What stands out for me in particular is that there is often talk in academic achievement and income level as a function of race, but it turns out that the far less discussed variable of the time of the year one was born in, is a bigger indicator than race.
It feels as though it be a self-fulfilling prophecy to me. They think race is so important that the moment they find anything that correlates as a function of it, they chant it, whereas race is often not even the actual proximate cause, but something else that correlates with it such as, for instance, urban residence, and no such chants are made when even higher correlations are found with other variables they don't seem to care as much about.
Probably, genetic factors for health outcomes aren't exactly some tenuous link.
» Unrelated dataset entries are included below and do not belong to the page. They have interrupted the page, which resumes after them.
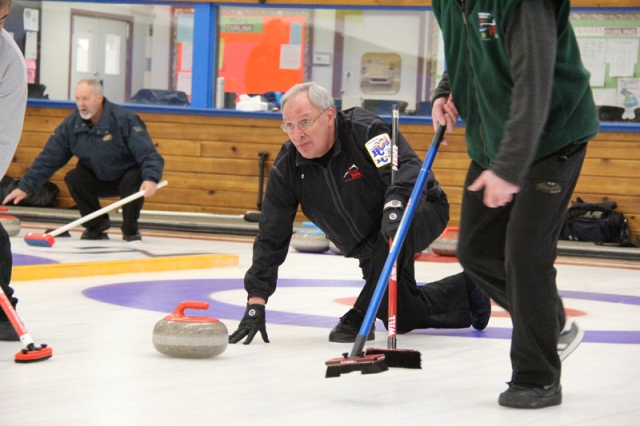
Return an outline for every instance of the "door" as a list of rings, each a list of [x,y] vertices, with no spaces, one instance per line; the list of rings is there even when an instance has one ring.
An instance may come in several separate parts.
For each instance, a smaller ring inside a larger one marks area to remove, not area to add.
[[[69,99],[84,78],[102,83],[104,96],[123,103],[131,98],[131,25],[129,20],[72,12]]]

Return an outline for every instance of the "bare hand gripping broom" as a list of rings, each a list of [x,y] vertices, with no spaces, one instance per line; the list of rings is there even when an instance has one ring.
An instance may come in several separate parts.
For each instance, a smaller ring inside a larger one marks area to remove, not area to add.
[[[404,216],[402,217],[402,220],[400,220],[400,225],[398,226],[398,231],[396,232],[396,239],[393,240],[393,243],[391,244],[389,255],[387,256],[387,260],[384,264],[384,267],[382,268],[382,273],[380,274],[380,278],[378,279],[378,283],[376,284],[376,289],[373,293],[373,296],[371,297],[371,301],[369,302],[367,313],[364,316],[362,326],[360,327],[360,331],[356,336],[356,341],[353,344],[351,353],[347,355],[347,353],[345,352],[342,358],[333,358],[325,361],[325,365],[327,366],[325,377],[339,377],[342,373],[350,373],[352,371],[361,371],[362,374],[373,374],[381,373],[388,370],[385,356],[383,354],[365,355],[363,349],[365,342],[367,341],[369,330],[373,325],[376,312],[378,311],[378,307],[380,306],[380,301],[382,300],[384,291],[387,288],[387,282],[389,281],[389,277],[391,276],[391,269],[393,268],[393,265],[398,258],[400,247],[402,247],[402,243],[404,242],[404,239],[409,230],[409,225],[411,224],[411,220],[413,219],[413,215],[418,206],[420,195],[422,193],[424,185],[427,183],[429,171],[431,170],[433,160],[435,159],[436,153],[438,152],[438,148],[440,146],[440,142],[442,141],[442,137],[444,136],[445,129],[446,128],[444,126],[439,125],[435,135],[433,136],[431,146],[429,147],[429,151],[427,152],[427,157],[424,159],[424,163],[420,168],[420,173],[418,174],[416,184],[413,187],[411,196],[409,197],[409,202],[407,203],[407,208],[405,210]]]

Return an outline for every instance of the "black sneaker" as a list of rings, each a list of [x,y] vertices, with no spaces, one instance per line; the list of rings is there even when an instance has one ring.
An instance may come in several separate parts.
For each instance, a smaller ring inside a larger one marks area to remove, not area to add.
[[[562,404],[562,386],[516,385],[507,383],[509,389],[502,392],[498,404],[511,408],[544,408]]]
[[[480,287],[476,287],[469,295],[469,305],[471,305],[471,326],[476,330],[487,328],[491,318],[491,298]]]
[[[8,319],[0,321],[0,340],[4,342],[19,342],[20,336]]]
[[[133,234],[133,235],[122,234],[122,239],[128,243],[132,243],[134,241],[142,241],[142,237],[140,236],[140,234]]]
[[[329,333],[329,341],[334,343],[353,343],[356,341],[356,336],[360,332],[360,327],[364,321],[364,312],[351,308],[349,311],[340,318],[338,325]],[[376,327],[371,325],[371,331],[367,336],[367,340],[374,340]]]
[[[110,223],[103,223],[98,226],[87,228],[84,230],[84,232],[80,236],[80,239],[81,240],[108,240],[109,236],[104,231],[106,231],[109,228],[111,228]]]
[[[80,235],[81,240],[108,240],[109,236],[106,232],[92,232],[90,230],[86,230]]]

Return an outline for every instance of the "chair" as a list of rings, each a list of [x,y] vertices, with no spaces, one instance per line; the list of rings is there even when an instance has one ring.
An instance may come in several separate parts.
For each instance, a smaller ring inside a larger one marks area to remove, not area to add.
[[[624,108],[610,105],[598,107],[598,118],[600,121],[625,121],[622,119]]]
[[[49,95],[45,95],[44,91],[47,90],[47,86],[38,83],[27,84],[27,97],[32,99],[49,99]]]
[[[132,104],[189,106],[187,94],[178,90],[140,89],[129,102]]]
[[[405,101],[365,99],[362,107],[376,115],[391,115],[391,107],[395,104],[398,105],[398,112],[400,114],[404,114],[409,105],[409,103]]]

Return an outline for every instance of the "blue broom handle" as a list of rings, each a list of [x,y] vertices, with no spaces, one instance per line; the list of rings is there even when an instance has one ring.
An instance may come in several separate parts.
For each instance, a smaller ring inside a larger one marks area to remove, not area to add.
[[[357,358],[362,354],[364,344],[367,340],[367,335],[369,334],[369,330],[371,330],[371,326],[373,325],[373,320],[375,319],[376,312],[378,312],[378,308],[380,307],[382,295],[387,289],[387,283],[389,281],[389,276],[391,275],[391,269],[393,268],[393,264],[398,258],[402,243],[404,242],[407,232],[409,231],[411,219],[413,219],[413,214],[418,207],[420,195],[422,194],[424,185],[426,184],[427,178],[429,177],[429,171],[431,170],[431,166],[433,165],[433,160],[436,158],[436,153],[438,152],[438,147],[440,146],[440,142],[442,141],[442,136],[444,135],[445,129],[445,126],[438,126],[438,129],[433,136],[431,146],[429,147],[429,151],[427,152],[427,157],[424,159],[422,167],[420,168],[420,174],[418,174],[418,178],[416,179],[415,186],[413,187],[413,191],[411,192],[411,196],[409,197],[409,201],[407,203],[407,208],[405,209],[404,215],[400,220],[400,225],[398,226],[396,237],[394,238],[393,243],[391,244],[391,248],[389,249],[389,255],[387,256],[387,260],[384,264],[384,267],[382,268],[382,273],[380,274],[380,278],[378,279],[378,284],[376,284],[376,289],[373,292],[371,301],[369,302],[367,313],[364,316],[362,326],[360,327],[360,331],[358,332],[358,336],[356,337],[353,349],[351,350],[351,354],[349,355],[351,358]]]

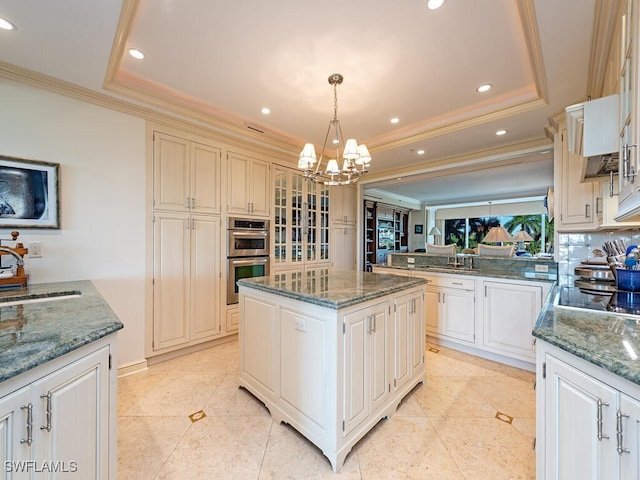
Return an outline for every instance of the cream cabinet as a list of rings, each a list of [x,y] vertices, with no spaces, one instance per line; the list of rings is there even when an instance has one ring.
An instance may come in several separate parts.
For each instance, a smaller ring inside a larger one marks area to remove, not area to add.
[[[3,478],[115,480],[117,373],[110,366],[115,334],[98,344],[4,382],[0,388]]]
[[[639,478],[640,387],[544,341],[537,357],[537,478]]]
[[[220,217],[154,212],[154,351],[221,333]]]
[[[329,265],[329,188],[298,170],[274,165],[273,195],[272,271]]]
[[[355,185],[329,187],[331,195],[331,223],[355,225],[357,217]]]
[[[265,160],[228,152],[227,213],[269,217],[270,169]]]
[[[425,299],[425,328],[428,334],[475,342],[475,281],[461,276],[414,276],[428,280]]]
[[[618,218],[640,214],[640,152],[638,152],[638,0],[623,0],[620,18],[620,195]]]
[[[336,270],[356,269],[356,228],[353,225],[331,227],[331,265]]]
[[[555,230],[596,230],[602,198],[595,182],[581,183],[582,158],[569,152],[564,119],[554,140]]]
[[[424,292],[414,292],[394,301],[394,390],[410,381],[414,372],[424,369],[423,298]]]
[[[153,208],[220,213],[221,150],[162,132],[153,133]]]
[[[390,395],[389,309],[388,302],[381,302],[344,316],[345,435]]]
[[[282,282],[295,290],[312,277],[290,273]],[[336,310],[240,285],[240,385],[338,471],[424,380],[423,291],[410,287]]]
[[[619,477],[615,448],[617,392],[546,357],[545,473],[547,480],[613,480]]]
[[[542,310],[548,288],[535,283],[484,280],[483,336],[485,349],[534,362],[531,331]],[[547,286],[548,287],[548,286]]]
[[[29,473],[18,466],[31,460],[33,442],[31,389],[21,388],[0,398],[0,461],[4,478],[27,479]],[[10,472],[7,472],[7,466]]]
[[[220,319],[225,314],[222,149],[206,139],[174,133],[153,132],[150,354],[221,335]]]

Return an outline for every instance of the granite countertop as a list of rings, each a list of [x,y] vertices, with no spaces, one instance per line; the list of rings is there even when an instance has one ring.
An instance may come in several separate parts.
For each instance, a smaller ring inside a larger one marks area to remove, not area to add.
[[[237,283],[240,287],[251,287],[338,310],[427,282],[423,278],[398,275],[317,269],[245,278]]]
[[[79,296],[6,305],[16,300],[71,294]],[[41,283],[17,290],[0,290],[0,382],[122,327],[89,281]]]
[[[640,385],[640,316],[554,306],[554,287],[533,335]]]
[[[375,265],[377,269],[382,270],[403,270],[420,273],[446,273],[452,275],[467,275],[472,277],[493,277],[505,278],[509,280],[533,280],[542,282],[554,282],[557,280],[555,273],[539,273],[539,272],[513,272],[508,270],[490,270],[490,269],[470,269],[463,267],[441,267],[441,266],[416,266],[413,268],[405,266],[393,265]]]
Differential genetic composition of the various races has been shown repeatedly to affect anything from disease risk to drug response.
I don't think the data couldn't be useful, I just don't think it's worth it.
The first problem is how will you collect this data? Self report? Assigned by the government based on your parents? DNA test?
Who will you give this data to?
What will you do with the conclusions? Say for Covid-19, will you make rules stricter for some ethnicities? Or prioritize them for vaccines?
How do you even know how correct this data is? There's a big correlation between ethnicities, wealth and social customs. Or do you want to give the researchers also information about that?
For me all the answers on those questions are negative. I see no way to do this in an ethical way.
We already know there are issues with equality, employment etc of some ethnicities, I think collecting statistics on it will only make the racists in our society believe stronger in their views. I don't believe we can stop racism by introducing more (positive) racism.
In general, the federal and state governments in the US don't track race because the government is obsessed with it. It's because our society was and still is obsessed with it. It'd be nice if we could ignore these vague and mostly subjective categories that don't even mean much genetically, but we'd be burying our heads in the sand to think they don't matter. Black Americans have been discriminated against more than white Americans, so those numbers help flag emerging problems. They're also the only way to know how much we're reducing racial disparities.
Is this true? I don't understand why any country would want to open the box of pandora that is gathering statistics on ethno-racial diversity. I always thought countries like the USA and China were the exception.